Framework GRGNN is proposed to solve this problem. Fig. 1 shows the scheme of GRGNN. The whole processes of GRGNN consist of the following four steps: 1) construct noisy starting skeletons; 2) extract enclosed subgraphs; 3) add node labels and features; 4) build ensemble GNN classifiers. Finally, a semi-supervised learning framework is proposed to deal with the unlabeled links in GRN.

Fig. 1.

GRGNN scheme. Noisy starting skeletons derived from Pearson’s correlation and mutual information are used to generate the enclosed positive subgraph centering with A and B, and the negative graph centering with C and D. Graph neural networks as the agents are learned independently. An ensemble classifier is built upon these agents and used for the link prediction through graph classification.
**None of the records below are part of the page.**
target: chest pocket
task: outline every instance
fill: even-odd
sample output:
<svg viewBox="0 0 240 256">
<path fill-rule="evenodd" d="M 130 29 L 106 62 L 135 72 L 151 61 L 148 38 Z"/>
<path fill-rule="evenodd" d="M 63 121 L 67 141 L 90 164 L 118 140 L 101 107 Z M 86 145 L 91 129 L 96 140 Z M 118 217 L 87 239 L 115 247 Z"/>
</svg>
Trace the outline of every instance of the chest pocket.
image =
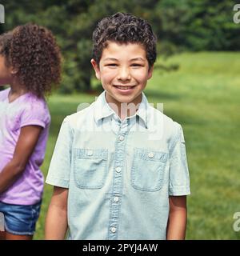
<svg viewBox="0 0 240 256">
<path fill-rule="evenodd" d="M 106 176 L 107 150 L 75 149 L 74 175 L 80 189 L 100 189 Z"/>
<path fill-rule="evenodd" d="M 162 186 L 167 154 L 135 148 L 131 169 L 131 185 L 144 191 L 157 191 Z"/>
</svg>

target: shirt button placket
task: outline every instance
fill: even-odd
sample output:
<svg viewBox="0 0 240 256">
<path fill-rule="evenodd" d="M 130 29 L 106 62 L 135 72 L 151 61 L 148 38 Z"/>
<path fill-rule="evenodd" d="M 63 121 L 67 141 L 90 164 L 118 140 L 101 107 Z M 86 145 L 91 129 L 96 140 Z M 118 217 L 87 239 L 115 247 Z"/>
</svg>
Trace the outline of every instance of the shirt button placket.
<svg viewBox="0 0 240 256">
<path fill-rule="evenodd" d="M 126 126 L 120 126 L 115 143 L 115 162 L 111 194 L 110 213 L 109 222 L 109 239 L 116 240 L 118 237 L 118 219 L 122 193 L 122 170 L 126 158 Z"/>
</svg>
2.1. Construct noisy starting skeletons

In order to incorporate the local structure of the input, heuristic methods are applied to infer relationships between TFs and their target genes through the input of gene expression $R$in both training and testing datasets. Widely used Pearson’s correlation and Mutual information can be used as the heuristics to connect nodes in the study. Due to the limitation of existing heuristic methods, the inferred links are noisy, but integrating these links as a starting skeleton can guide training.

In contrast to inherently unknown GRN, we define $\mathit{GR}{N}^{\prime }$ as the noisy skeleton inferred from the gene expression data. Totally k noisy skeletons $\mathit{GR}{N}_i^{\prime }=<T,G,E_i^{\prime }>,i\in [1,k]$ are constructed from k heuristic functions. Given TF t and gene g, each heuristic function $H_i(t,g)\in [0,1],i\in [1,k]$. The adjacent matrix in the i-th noisy skeleton is defined as:

$$\begin{array}{cc}{A}_{t,g^{\prime }}=\left\{\begin{array}{c}1\\ 0\end{array}\right)& \begin{array}{c}\begin{array}{cc}\mathit{if}& H_i(t,g)>=threshol{d}_i\end{array}\\ \mathit{otherwise}\end{array}\end{array}$$ (1)
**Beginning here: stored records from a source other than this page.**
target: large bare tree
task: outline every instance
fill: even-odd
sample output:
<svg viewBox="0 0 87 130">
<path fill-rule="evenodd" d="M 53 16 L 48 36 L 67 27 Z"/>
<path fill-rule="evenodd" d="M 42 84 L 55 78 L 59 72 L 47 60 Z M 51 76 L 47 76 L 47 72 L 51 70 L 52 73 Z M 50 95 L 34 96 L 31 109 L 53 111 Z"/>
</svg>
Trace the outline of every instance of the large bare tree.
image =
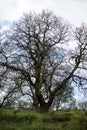
<svg viewBox="0 0 87 130">
<path fill-rule="evenodd" d="M 41 112 L 49 110 L 55 96 L 70 90 L 72 82 L 82 85 L 86 81 L 78 73 L 86 70 L 86 31 L 84 27 L 76 29 L 74 53 L 66 48 L 69 24 L 49 11 L 24 14 L 7 32 L 0 64 L 16 73 L 21 93 L 30 96 Z"/>
</svg>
The thresholds are set as the parameters for tuning.

2.2. Extract enclosed subgraphs

Most of TF and target pairs are actually unlabeled with unknown regulatory information, and hence we predict them using co-expression at the first-order approximation for the graph topology $\mathit{GR}{N}_i^{\prime }$. For each of the known regulatory partners $t\in T$ and $g\in \{T,G\}$, $(t,g)\in E$, extract a subgraph $S{G}_i{(t,g)}^{+}$ containing themselves and their h-hop neighbors on this noisy skeleton $\mathit{GR}{N}_i^{\prime }$ as the positive subgraphs. Meanwhile, randomly select $t\in T$ and $g\in \{T,G\}$, $(t,g)\notin E$, extract a subgraph $S{G}_i{(t,g)}^{-}$ containing themselves and their h-hop neighbors on the noisy skeleton $\mathit{GR}{N}_i^{\prime }$ as the negative subgraphs. Although such a negative set may contain false negatives due to undiscovered regulatory relationships, this is a widely used process of choosing negative examples. To get a balanced dataset, usually the number of negative links is chosen as the same size as the positive links.
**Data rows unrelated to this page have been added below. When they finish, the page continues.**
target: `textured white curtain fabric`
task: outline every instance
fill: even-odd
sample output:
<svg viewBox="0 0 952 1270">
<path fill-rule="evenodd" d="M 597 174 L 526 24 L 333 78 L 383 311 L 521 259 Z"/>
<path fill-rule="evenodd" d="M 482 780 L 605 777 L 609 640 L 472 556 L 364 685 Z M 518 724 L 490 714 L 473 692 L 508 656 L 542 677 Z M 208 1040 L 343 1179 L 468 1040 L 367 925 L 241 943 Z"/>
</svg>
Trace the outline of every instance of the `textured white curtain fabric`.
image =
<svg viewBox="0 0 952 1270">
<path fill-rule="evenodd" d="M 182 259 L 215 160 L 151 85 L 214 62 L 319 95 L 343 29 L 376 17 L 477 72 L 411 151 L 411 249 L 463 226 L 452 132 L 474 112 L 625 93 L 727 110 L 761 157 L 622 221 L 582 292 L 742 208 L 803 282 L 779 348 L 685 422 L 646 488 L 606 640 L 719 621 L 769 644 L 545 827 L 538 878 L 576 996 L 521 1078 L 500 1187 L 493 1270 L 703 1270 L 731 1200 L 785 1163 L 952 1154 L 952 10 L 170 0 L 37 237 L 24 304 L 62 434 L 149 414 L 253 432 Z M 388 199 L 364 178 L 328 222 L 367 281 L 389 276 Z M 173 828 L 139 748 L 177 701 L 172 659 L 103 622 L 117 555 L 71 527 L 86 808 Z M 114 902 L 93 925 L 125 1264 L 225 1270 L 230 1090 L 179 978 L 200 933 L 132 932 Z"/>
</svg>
2.3. Add node labels and features.

A perfect hashing labelling [39] function$label\left(i\right)$is used for marking node i' s roles in$\mathit{SG}(t,g)$:

$$label\left(i\right)=\{\begin{array}{cc}\begin{array}{c}1\\ 1+\mathrm{m}\mathrm{i}\mathrm{n}(d_t+d_g+(d/2)[\left(d/2\right)+\left(d\%2\right)-1])\end{array}& \begin{array}{c}\mathit{if}i=t|g\\ otherwise\end{array}\end{array}$$ (2)

where $d_t=d(i,t)$, $d_g=d(i,g)$, $d=d_t+d_g$,$\left(d/2\right)$ and $\left(d\%2\right)$ are the integer quotient and remainder of $d$ divided by 2. Only the centered target nodes t and g are labeled with 1, while the importance of nodes decreases when the node is far away from the center nodes. With appropriate labels, GNN can learn the structural information whether a link exists between the target nodes.

As either a TF or a target gene, each node in GRN has abundant information to reveal its biological roles. Generally, these features can be categorized into explicit features and structural embeddings. Only gene expression data are used to build node features. For gene expression vector $R_i$of gene i, $i\in \{T,G\}$, $\mu$ is the mean and $\sigma$ is the standard deviation. $Q_1,$ $Q_2$ and $Q_3$ are quantiles of expression values. $Q_0$ and $Q_4$ are set as the minimum and maximum expression values.

After several experiments, gene expression features z-score [6], standard deviation $\sigma$, and four Quantile Percentage [3] are defined as the explicit features to describe the distribution of the expression. z-score $\in (-\infty ,+\infty )$ as Eq.3, $\sigma$ and four Quantile Percentage $\in (0,1)$ as Eq. (4) along with TF $\in \{0,1\}$

$${Z-score}_i=\frac{R_i-{\mu }_i}{{\sigma }_i}$$ (3)

$$\mathit{Quantile}Percentag{e}_k=\frac{Q_{k+1}-Q_k}{Q_4-Q_0},k\in \{0,1,2,3\}$$ (4)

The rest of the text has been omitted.